Although true ‘dinosaur’ footprints don’t exist in the Grand Canyon or any Grand Canyon aged (Paleozoic) layers, numerous dinosaur track sites exist in the slightly younger Mesozoic layers just north of the Grand Canyon region. One of the best might be the Dinosaur Discovery Site (tracksite museum) at Johnson Farm in St George, Utah about 70 miles north of the Grand Canyon. (you can explore the museum 100% virtually at this link)

The San Juan Basin, 200 miles east of Grand Canyon, hosts some of the best in situ (in place) petrified logs in the west, dating from 120-55 million years ago. The Fossil Forest member of the Fruitland Formation. Ah-She-Sle-Pah Wash, New Mexico.
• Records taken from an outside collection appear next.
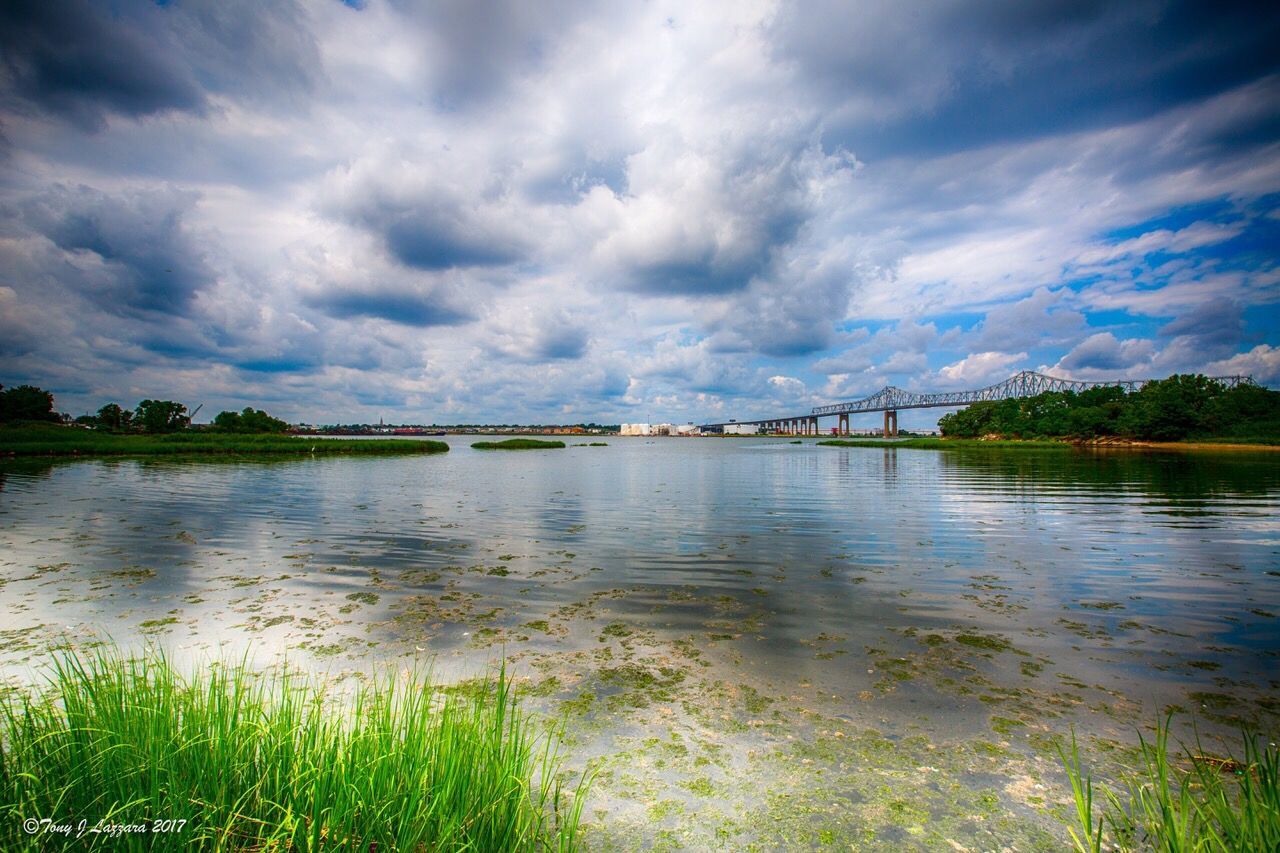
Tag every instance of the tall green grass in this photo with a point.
(1207, 804)
(517, 443)
(273, 761)
(55, 439)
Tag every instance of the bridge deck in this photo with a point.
(1027, 383)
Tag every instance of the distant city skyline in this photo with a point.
(616, 213)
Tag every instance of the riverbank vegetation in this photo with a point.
(58, 439)
(945, 443)
(227, 758)
(1187, 407)
(1210, 803)
(517, 443)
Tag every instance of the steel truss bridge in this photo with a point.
(890, 400)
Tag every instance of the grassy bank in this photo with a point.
(1018, 443)
(53, 439)
(517, 443)
(1207, 803)
(272, 762)
(941, 443)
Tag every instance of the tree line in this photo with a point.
(28, 404)
(1185, 406)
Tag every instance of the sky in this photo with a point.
(508, 211)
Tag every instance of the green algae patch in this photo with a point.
(984, 642)
(517, 443)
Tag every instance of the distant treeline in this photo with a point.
(27, 404)
(1183, 407)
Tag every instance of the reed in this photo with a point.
(517, 443)
(53, 439)
(274, 761)
(1208, 803)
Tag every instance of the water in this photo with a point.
(758, 642)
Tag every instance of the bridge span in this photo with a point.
(890, 400)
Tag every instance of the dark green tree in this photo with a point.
(1173, 409)
(27, 402)
(160, 416)
(251, 420)
(113, 416)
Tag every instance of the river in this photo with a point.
(757, 643)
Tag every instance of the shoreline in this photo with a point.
(67, 442)
(1013, 443)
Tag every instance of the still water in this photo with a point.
(757, 643)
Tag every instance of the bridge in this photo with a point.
(890, 400)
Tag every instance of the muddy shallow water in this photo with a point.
(757, 643)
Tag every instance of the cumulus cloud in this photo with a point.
(982, 369)
(127, 252)
(1262, 363)
(1105, 352)
(584, 209)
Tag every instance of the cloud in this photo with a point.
(981, 369)
(127, 252)
(497, 211)
(73, 59)
(410, 309)
(1262, 363)
(85, 62)
(954, 76)
(1104, 351)
(1040, 319)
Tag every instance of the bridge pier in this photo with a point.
(890, 423)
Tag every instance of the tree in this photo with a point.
(160, 416)
(1173, 409)
(251, 420)
(27, 402)
(113, 416)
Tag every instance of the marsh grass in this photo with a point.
(50, 439)
(1206, 804)
(272, 761)
(946, 443)
(517, 443)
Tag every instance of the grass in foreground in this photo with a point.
(517, 443)
(272, 762)
(1212, 804)
(54, 439)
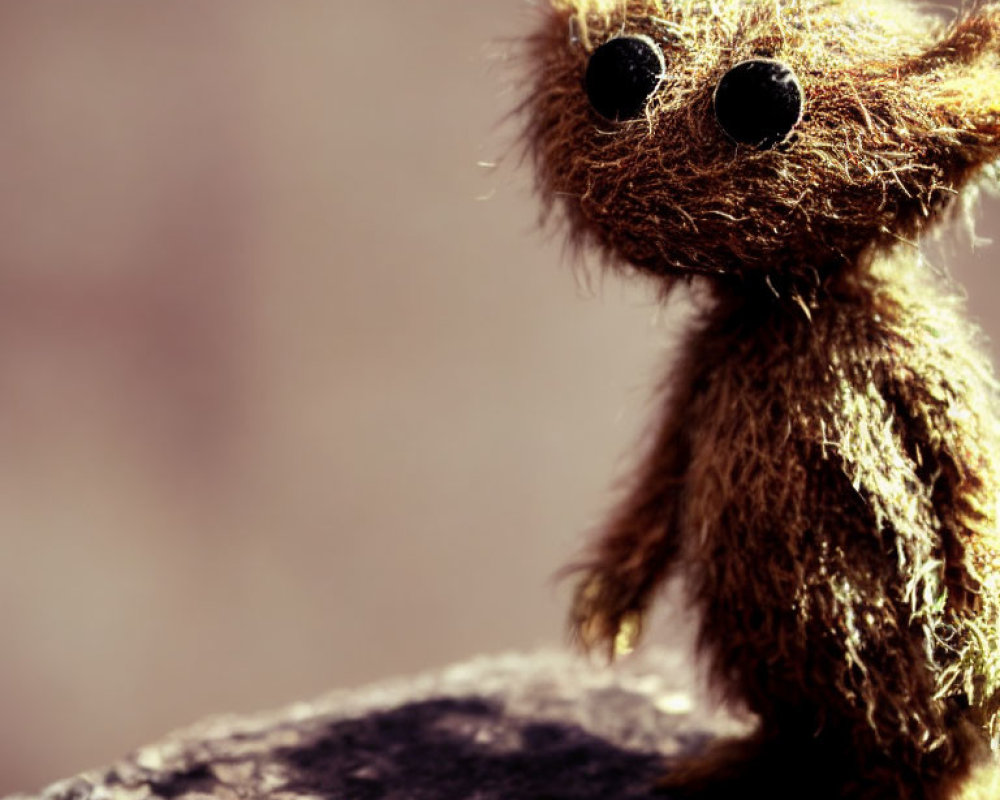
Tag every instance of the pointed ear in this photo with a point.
(958, 78)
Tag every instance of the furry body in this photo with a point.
(832, 510)
(824, 473)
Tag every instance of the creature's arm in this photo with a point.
(946, 427)
(624, 567)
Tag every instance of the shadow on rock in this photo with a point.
(465, 749)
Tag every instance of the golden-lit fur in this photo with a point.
(825, 470)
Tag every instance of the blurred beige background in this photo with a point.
(292, 393)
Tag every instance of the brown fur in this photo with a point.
(824, 472)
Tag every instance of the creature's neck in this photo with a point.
(880, 282)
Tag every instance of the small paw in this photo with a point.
(602, 616)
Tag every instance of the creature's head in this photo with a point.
(777, 139)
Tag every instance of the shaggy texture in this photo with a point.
(824, 474)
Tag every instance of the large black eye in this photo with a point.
(622, 74)
(758, 103)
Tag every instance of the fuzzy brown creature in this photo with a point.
(825, 470)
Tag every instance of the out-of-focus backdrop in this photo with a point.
(293, 395)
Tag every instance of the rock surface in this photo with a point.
(546, 726)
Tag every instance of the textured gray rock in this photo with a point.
(546, 726)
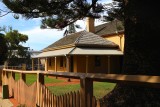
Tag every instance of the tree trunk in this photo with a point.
(141, 55)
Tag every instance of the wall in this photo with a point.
(52, 66)
(118, 39)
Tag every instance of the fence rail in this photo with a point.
(83, 98)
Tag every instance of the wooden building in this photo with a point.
(84, 51)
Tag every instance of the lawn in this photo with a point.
(31, 78)
(99, 88)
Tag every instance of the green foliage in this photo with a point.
(16, 51)
(55, 13)
(3, 49)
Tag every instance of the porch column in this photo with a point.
(38, 64)
(46, 64)
(109, 64)
(68, 64)
(32, 64)
(87, 64)
(55, 60)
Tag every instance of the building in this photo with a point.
(83, 51)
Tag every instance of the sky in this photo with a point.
(38, 38)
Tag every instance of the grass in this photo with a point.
(100, 89)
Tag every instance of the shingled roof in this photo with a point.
(109, 28)
(82, 39)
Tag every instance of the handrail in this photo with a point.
(86, 81)
(114, 78)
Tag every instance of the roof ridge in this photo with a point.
(101, 28)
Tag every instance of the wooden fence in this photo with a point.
(39, 95)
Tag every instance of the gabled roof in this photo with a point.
(109, 28)
(82, 39)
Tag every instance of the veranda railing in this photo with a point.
(42, 97)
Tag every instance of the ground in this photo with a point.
(11, 102)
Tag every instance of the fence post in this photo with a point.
(13, 75)
(5, 89)
(86, 91)
(23, 76)
(40, 81)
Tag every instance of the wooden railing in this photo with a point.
(82, 98)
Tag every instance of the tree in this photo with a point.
(3, 49)
(141, 50)
(16, 52)
(54, 16)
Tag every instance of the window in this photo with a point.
(61, 61)
(97, 61)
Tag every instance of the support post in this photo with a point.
(68, 65)
(32, 64)
(87, 64)
(55, 62)
(86, 91)
(109, 65)
(38, 65)
(46, 64)
(23, 76)
(13, 75)
(5, 88)
(40, 82)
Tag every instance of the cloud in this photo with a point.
(41, 38)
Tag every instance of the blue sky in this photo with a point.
(38, 38)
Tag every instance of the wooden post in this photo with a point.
(108, 64)
(40, 81)
(13, 75)
(86, 91)
(87, 64)
(23, 76)
(55, 62)
(46, 64)
(68, 65)
(32, 64)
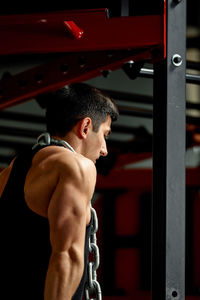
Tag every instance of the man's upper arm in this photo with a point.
(67, 212)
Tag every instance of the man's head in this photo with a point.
(65, 107)
(80, 105)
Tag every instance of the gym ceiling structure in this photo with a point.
(148, 217)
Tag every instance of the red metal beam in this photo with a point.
(73, 67)
(79, 30)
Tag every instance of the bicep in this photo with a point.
(67, 216)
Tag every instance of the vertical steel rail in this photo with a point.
(168, 208)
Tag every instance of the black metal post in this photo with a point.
(168, 209)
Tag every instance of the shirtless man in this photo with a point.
(53, 184)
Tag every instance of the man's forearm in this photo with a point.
(63, 276)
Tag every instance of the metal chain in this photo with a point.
(92, 287)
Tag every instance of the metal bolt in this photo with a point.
(177, 60)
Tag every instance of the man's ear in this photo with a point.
(84, 126)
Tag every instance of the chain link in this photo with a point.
(92, 287)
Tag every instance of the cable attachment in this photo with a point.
(92, 287)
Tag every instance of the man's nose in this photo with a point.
(104, 150)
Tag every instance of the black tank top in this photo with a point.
(24, 241)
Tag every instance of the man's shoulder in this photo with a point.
(65, 161)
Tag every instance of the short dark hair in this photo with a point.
(66, 106)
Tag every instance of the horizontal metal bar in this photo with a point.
(13, 131)
(149, 73)
(22, 117)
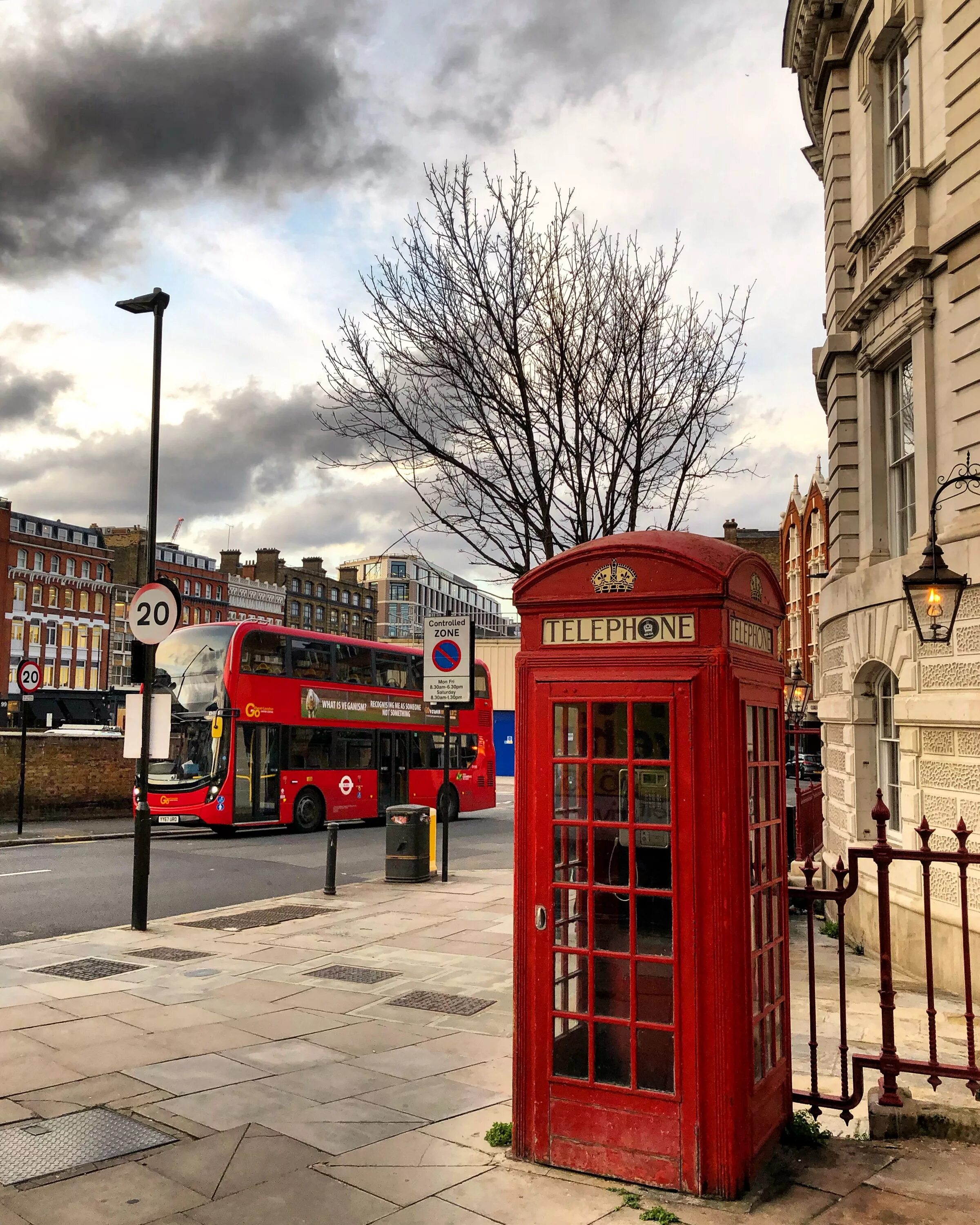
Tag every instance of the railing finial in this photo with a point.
(880, 815)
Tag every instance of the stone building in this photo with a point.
(803, 561)
(408, 588)
(313, 599)
(891, 97)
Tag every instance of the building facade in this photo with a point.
(313, 599)
(203, 588)
(891, 97)
(408, 588)
(803, 564)
(57, 597)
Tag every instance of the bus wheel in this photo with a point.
(309, 811)
(454, 804)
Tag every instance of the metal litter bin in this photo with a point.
(407, 843)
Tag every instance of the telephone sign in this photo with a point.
(155, 613)
(29, 677)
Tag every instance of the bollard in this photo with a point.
(330, 886)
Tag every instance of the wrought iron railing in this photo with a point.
(889, 1062)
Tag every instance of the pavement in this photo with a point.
(291, 1096)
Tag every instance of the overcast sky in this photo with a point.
(253, 156)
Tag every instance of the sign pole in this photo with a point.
(29, 682)
(24, 766)
(141, 831)
(445, 795)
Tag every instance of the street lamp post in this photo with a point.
(797, 693)
(934, 591)
(146, 304)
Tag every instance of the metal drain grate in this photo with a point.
(432, 1001)
(352, 974)
(87, 969)
(259, 918)
(52, 1146)
(172, 955)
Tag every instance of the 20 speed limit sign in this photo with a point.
(155, 613)
(29, 677)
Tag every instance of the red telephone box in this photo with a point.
(652, 1028)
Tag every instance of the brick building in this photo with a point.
(56, 585)
(314, 601)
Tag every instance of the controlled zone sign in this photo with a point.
(449, 659)
(29, 677)
(155, 612)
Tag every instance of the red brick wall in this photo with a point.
(79, 772)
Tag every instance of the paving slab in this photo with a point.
(838, 1167)
(122, 1195)
(236, 1104)
(951, 1178)
(515, 1197)
(334, 1081)
(416, 1149)
(435, 1098)
(400, 1184)
(470, 1130)
(195, 1074)
(199, 1164)
(302, 1198)
(287, 1055)
(869, 1206)
(263, 1156)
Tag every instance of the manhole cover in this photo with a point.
(51, 1146)
(432, 1001)
(352, 974)
(172, 955)
(87, 968)
(248, 919)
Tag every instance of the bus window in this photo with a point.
(392, 669)
(310, 748)
(353, 664)
(310, 659)
(264, 653)
(352, 749)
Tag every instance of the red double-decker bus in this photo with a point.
(287, 727)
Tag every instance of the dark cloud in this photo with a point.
(506, 59)
(237, 452)
(253, 97)
(27, 399)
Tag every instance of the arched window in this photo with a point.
(887, 743)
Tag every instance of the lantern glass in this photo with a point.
(934, 593)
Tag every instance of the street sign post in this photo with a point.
(155, 614)
(449, 663)
(29, 683)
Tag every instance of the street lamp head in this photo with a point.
(934, 593)
(146, 304)
(797, 694)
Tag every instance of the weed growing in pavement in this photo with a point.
(803, 1131)
(500, 1136)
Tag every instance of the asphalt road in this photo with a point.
(54, 890)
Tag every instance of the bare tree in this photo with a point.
(536, 388)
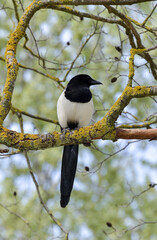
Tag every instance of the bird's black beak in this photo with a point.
(95, 82)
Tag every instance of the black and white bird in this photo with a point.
(74, 110)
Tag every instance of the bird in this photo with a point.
(74, 110)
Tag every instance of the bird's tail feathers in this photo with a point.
(69, 165)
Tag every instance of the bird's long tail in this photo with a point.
(69, 164)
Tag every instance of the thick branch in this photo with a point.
(97, 2)
(150, 134)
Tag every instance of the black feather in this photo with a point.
(69, 165)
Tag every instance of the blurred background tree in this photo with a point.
(114, 194)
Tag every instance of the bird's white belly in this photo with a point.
(68, 111)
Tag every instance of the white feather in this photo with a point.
(72, 111)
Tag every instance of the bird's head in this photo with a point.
(82, 80)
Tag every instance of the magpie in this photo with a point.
(74, 110)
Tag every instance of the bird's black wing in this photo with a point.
(69, 164)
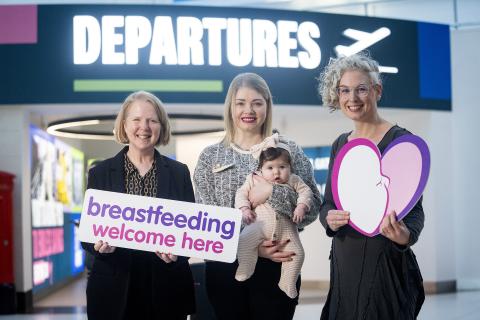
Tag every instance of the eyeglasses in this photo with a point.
(361, 91)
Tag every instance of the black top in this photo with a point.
(133, 284)
(372, 277)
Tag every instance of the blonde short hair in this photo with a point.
(252, 81)
(119, 131)
(333, 72)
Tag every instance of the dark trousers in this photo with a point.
(258, 298)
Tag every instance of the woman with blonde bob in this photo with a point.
(221, 170)
(133, 284)
(377, 277)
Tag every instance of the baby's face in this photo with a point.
(276, 171)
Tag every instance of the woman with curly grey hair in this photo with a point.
(370, 277)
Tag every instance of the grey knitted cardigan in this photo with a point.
(221, 170)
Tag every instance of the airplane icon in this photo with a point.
(364, 40)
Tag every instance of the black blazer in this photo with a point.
(172, 284)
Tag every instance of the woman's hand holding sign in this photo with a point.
(337, 219)
(103, 247)
(395, 230)
(166, 257)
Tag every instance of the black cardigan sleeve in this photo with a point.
(328, 202)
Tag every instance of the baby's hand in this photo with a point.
(248, 216)
(299, 213)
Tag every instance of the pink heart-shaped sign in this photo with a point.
(369, 185)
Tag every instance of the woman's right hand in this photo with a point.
(337, 219)
(273, 250)
(103, 247)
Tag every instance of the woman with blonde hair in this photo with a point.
(221, 170)
(133, 284)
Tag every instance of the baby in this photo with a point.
(264, 223)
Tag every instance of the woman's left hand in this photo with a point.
(395, 230)
(166, 257)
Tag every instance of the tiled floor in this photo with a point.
(69, 304)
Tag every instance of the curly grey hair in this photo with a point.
(333, 72)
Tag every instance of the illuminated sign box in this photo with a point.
(100, 53)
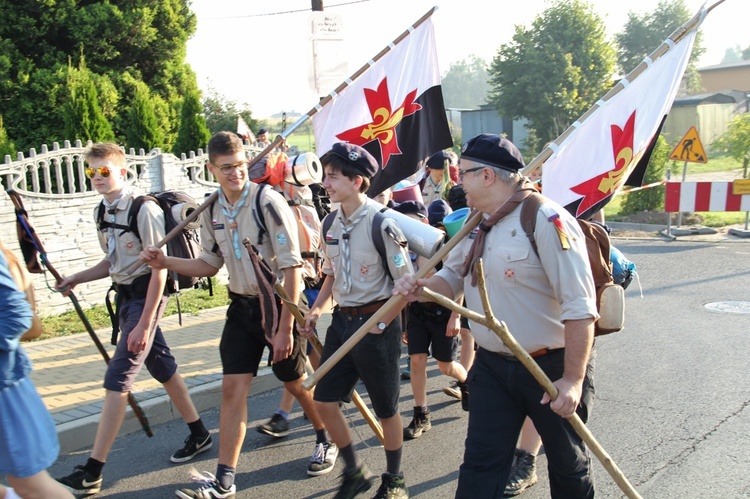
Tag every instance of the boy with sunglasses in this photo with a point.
(223, 230)
(141, 304)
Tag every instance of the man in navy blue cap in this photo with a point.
(359, 284)
(550, 309)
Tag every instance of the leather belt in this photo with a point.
(535, 354)
(370, 308)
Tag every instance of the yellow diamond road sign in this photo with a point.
(690, 148)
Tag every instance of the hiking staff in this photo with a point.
(394, 304)
(23, 221)
(297, 313)
(488, 320)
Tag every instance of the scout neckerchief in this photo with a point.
(231, 215)
(345, 249)
(523, 190)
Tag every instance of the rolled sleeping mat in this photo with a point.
(181, 211)
(423, 238)
(303, 169)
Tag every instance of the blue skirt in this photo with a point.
(28, 439)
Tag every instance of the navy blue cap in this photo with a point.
(358, 157)
(439, 161)
(493, 150)
(437, 211)
(411, 207)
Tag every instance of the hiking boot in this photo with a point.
(193, 447)
(464, 387)
(406, 373)
(420, 423)
(355, 481)
(323, 459)
(392, 487)
(453, 390)
(81, 482)
(277, 426)
(522, 473)
(209, 489)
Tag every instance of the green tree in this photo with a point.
(651, 199)
(193, 132)
(144, 40)
(82, 114)
(143, 129)
(465, 85)
(643, 34)
(553, 71)
(221, 113)
(736, 140)
(6, 146)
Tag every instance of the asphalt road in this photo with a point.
(671, 408)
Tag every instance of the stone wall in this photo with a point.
(60, 206)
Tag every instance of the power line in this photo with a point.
(267, 14)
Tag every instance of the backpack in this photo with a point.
(308, 232)
(185, 245)
(610, 297)
(377, 236)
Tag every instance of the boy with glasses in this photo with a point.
(141, 303)
(224, 226)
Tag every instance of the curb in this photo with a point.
(79, 434)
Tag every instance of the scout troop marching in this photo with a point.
(553, 310)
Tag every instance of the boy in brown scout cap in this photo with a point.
(359, 284)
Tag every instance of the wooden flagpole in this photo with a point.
(676, 36)
(286, 133)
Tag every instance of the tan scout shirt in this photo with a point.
(127, 245)
(370, 282)
(280, 248)
(532, 297)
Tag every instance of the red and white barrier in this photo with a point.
(703, 196)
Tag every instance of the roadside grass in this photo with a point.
(191, 303)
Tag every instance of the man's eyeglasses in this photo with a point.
(229, 169)
(103, 171)
(461, 173)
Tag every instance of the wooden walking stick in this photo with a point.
(315, 342)
(23, 221)
(523, 356)
(392, 306)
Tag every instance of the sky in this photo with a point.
(249, 54)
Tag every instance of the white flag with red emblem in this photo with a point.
(602, 153)
(395, 110)
(243, 130)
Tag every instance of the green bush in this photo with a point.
(651, 199)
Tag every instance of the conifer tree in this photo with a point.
(193, 132)
(142, 129)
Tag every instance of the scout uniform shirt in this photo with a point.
(122, 248)
(280, 248)
(533, 298)
(370, 282)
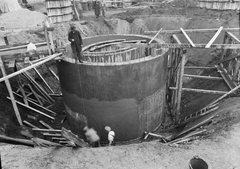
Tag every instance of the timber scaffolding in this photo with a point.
(228, 68)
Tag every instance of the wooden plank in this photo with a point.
(44, 81)
(180, 83)
(200, 90)
(11, 63)
(186, 45)
(199, 67)
(226, 77)
(194, 30)
(16, 141)
(214, 37)
(45, 125)
(50, 111)
(26, 59)
(176, 39)
(30, 67)
(74, 138)
(52, 135)
(46, 37)
(21, 47)
(9, 88)
(54, 74)
(231, 57)
(37, 111)
(40, 89)
(187, 37)
(35, 94)
(203, 77)
(24, 95)
(155, 36)
(46, 130)
(229, 34)
(29, 124)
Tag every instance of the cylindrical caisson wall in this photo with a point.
(127, 96)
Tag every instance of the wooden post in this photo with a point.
(10, 93)
(179, 92)
(42, 78)
(46, 36)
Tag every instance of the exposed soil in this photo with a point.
(220, 146)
Great examples can be seen on the phototreknm.com page as well as the AMAZING photographic journey of Peter & Tanja at https://wilde-weite-welt.de

In Situ Petrified tree from the Ah-Shi-Sle-Pah Wilderness, New Mexico (About 200 miles East of the Grand Canyon in the Nacimiento Formation? 65mya, see here)

On the Grand Staircase, by far the best units to find petrified trees (in ancient river systems) are the Triassic Chinle and Jurassic Morrison Formations. Both of these units are easily discernable ancient river systems.